Let’s say you create a collection of people
, with this schema:
stash.create_collection("people", {
"types" => {},
"indexes" => {
"allText" => {
"kind" => "dynamic-match",
"tokenizer" => "standard",
"tokenFilters" => [
{ "kind" => "ngram", "tokenLength" => 3 }
]
},
"allTextWithFields" => {
"kind" => "field-dynamic-match",
"tokenizer" => "standard",
"tokenFilters" => [
{ "kind" => "ngram", "tokenLength" => 3 }
]
}
}
})
collection = stash.collection("people")
Then, you load in these records:
[
{
name: "Alice Angleton",
address: "42 Ambling St",
},
{
name: "Bob Blessington",
address: "61 Bowery Ln",
},
{
name: "Charlene Chaise",
address: "197 Cryston Rd",
},
{
name: "David Drury",
address: "8 Downer Cl",
notes: "Doesn't like Bob",
},
].each { |r| collection.insert(r) }
If we do a search for the string "Bob"
in the allText
index, we’ll get back two records:
collection.query { |p| p.allText.match("Bob") }.records.length # => 2
Because the string "Bob"
appears both in Bob’s name
, as well as David’s notes
.
If we definitely only wanted to search for someone named “Bob”, then we can use the allTextWithFields
index, which is a field-dynamic-match
index, and say “just search in the name
field”.
Like this:
collection.query { |p| p.allTextWithFields.match("name", "Bob") }.records.length # => 1
Notice that the match
operator for a field-dynamic-match
index takes two arguments: the field name and the string to search for.

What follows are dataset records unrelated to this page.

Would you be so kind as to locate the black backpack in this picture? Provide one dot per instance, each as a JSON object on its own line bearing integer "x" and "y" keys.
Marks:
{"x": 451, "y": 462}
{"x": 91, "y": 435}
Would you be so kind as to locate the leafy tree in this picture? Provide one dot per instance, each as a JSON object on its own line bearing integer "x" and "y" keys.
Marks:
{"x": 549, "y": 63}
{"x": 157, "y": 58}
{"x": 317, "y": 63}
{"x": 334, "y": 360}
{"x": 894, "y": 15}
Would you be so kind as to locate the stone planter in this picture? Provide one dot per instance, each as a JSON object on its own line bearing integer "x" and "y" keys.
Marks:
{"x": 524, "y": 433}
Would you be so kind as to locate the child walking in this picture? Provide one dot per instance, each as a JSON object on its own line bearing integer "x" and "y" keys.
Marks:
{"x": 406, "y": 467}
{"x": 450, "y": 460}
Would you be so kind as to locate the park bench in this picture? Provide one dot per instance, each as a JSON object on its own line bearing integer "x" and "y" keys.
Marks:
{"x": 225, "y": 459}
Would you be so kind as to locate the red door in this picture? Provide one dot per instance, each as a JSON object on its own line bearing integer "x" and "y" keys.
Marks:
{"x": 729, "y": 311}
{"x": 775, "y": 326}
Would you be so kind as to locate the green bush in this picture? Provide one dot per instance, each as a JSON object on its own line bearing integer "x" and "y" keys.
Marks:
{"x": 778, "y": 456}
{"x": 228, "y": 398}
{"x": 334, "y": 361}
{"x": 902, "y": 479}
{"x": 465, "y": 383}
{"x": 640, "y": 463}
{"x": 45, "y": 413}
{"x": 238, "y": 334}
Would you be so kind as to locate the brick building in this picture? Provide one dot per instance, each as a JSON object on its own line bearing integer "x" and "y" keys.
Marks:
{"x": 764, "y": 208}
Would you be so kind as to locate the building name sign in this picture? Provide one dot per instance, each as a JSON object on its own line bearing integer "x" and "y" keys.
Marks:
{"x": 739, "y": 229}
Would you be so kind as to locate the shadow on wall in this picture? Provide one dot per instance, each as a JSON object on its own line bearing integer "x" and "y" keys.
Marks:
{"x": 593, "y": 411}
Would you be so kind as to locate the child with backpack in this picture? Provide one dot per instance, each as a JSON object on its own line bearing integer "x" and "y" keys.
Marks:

This is unusual for a constraint operator, so it’s worth keeping in mind.
Field-Dynamic Match vs Match Indexes
Given how powerful field-dynamic match indexes are, you might be wondering why we would ever use the match
index type.
Why don’t we just use field-dynamic indexes all the time?
There are a couple of reasons why a match
index is usually preferred over a field-dynamic match index:
-
A
match
index can search across more than one field simultaneously. When you define a match index, you can list multiple fields to index, with thefields
parameter. Queries will then automatically apply across all those fields every time. With afield-dynamic-match
index, you can only search on one field at a time. -
A
field-dynamic-match
index is slower to update and query. Since all text in the record is indexed, all those terms need to be generated, encrypted, and sent to the server. That then means the index itself is larger, and thus slower to query than a smaller index.
When you know which field(s) you wish to query at the time the collection is created, you should always prefer the match
index type.
Only use the field-dynamic-match
index type when you need to figure out what field to match against at runtime.